The capability to shape and control these service quality measurements
makes QoS of particular importance to high-bandwidth, real-time
traffic such as voice over IP (VoIP), video conferencing, and video-on-demand
that has a high sensitivity to latency and jitter. Additionally,
use QoS to achieve outcomes such as the following:
Prioritize network and application traffic, guaranteeing
high priority to important traffic or limiting non-essential traffic.
Achieve equal bandwidth sharing among different subnets,
classes, or users in a network.
Allocate bandwidth externally or internally or both, applying
QoS to both upload and download traffic or to only upload or download traffic.
Ensure low latency for customer and revenue-generating traffic
in an enterprise environment.
Perform traffic profiling of applications to ensure bandwidth
usage.
QoS implementation on a Palo Alto Networks firewall begins with
three primary configuration components that support a full QoS solution:
a QoS
Profile, a QoS
Policy, and setting up the QoS
Egress Interface. Each of these options in the QoS configuration
task facilitate a broader process that optimizes and prioritizes
the traffic flow and allocates and ensures bandwidth according to
configurable parameters.
The figure QoS
Traffic Flow shows traffic as it flows from the source, is
shaped by the firewall with QoS enabled, and is ultimately prioritized
and delivered to its destination.
The QoS configuration options allow you to control the traffic
flow and define it at different points in the flow. The figure QoS
Traffic Flow indicates where the configurable options define
the traffic flow.

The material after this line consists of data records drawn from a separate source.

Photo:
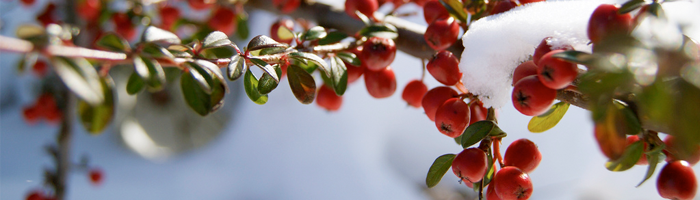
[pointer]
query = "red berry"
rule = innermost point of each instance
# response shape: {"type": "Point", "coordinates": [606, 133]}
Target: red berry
{"type": "Point", "coordinates": [413, 93]}
{"type": "Point", "coordinates": [677, 181]}
{"type": "Point", "coordinates": [96, 176]}
{"type": "Point", "coordinates": [378, 53]}
{"type": "Point", "coordinates": [523, 154]}
{"type": "Point", "coordinates": [280, 35]}
{"type": "Point", "coordinates": [223, 20]}
{"type": "Point", "coordinates": [40, 68]}
{"type": "Point", "coordinates": [452, 117]}
{"type": "Point", "coordinates": [531, 97]}
{"type": "Point", "coordinates": [554, 72]}
{"type": "Point", "coordinates": [434, 98]}
{"type": "Point", "coordinates": [544, 48]}
{"type": "Point", "coordinates": [286, 6]}
{"type": "Point", "coordinates": [380, 84]}
{"type": "Point", "coordinates": [327, 99]}
{"type": "Point", "coordinates": [441, 33]}
{"type": "Point", "coordinates": [434, 10]}
{"type": "Point", "coordinates": [168, 16]}
{"type": "Point", "coordinates": [606, 21]}
{"type": "Point", "coordinates": [366, 7]}
{"type": "Point", "coordinates": [445, 68]}
{"type": "Point", "coordinates": [200, 4]}
{"type": "Point", "coordinates": [511, 183]}
{"type": "Point", "coordinates": [675, 150]}
{"type": "Point", "coordinates": [503, 6]}
{"type": "Point", "coordinates": [470, 165]}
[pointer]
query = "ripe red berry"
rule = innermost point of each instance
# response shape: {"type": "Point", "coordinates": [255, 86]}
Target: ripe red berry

A QoS policy rule allows you to define traffic
you want to receive QoS treatment and assign that traffic a QoS
class. The matching traffic is then shaped based on the QoS profile
class settings as it exits the physical interface.
Each of the QoS configuration components influence each other
and the QoS configuration options can be used to create a full and
granular QoS implementation or can be used sparingly with minimal
administrator action.
When a queue is filling faster than it can be emptied, the device has two choices as to
where to drop traffic. It can wait until the queue is full and simply drop packets as
they arrive (tail dropping), or it can detect incipient congestion and proactively begin
to drop packets based on a probability function that is tied to an average depth of the
queue. This technique is called random early drop (RED). PAN-OS uses a weighted RED
(WRED) algorithm.
Each firewall model supports a maximum number of ports that can
be configured with QoS. Refer to the spec sheet for your firewall model or use
the product comparison tool to
view QoS feature support for two or more firewalls on a single page.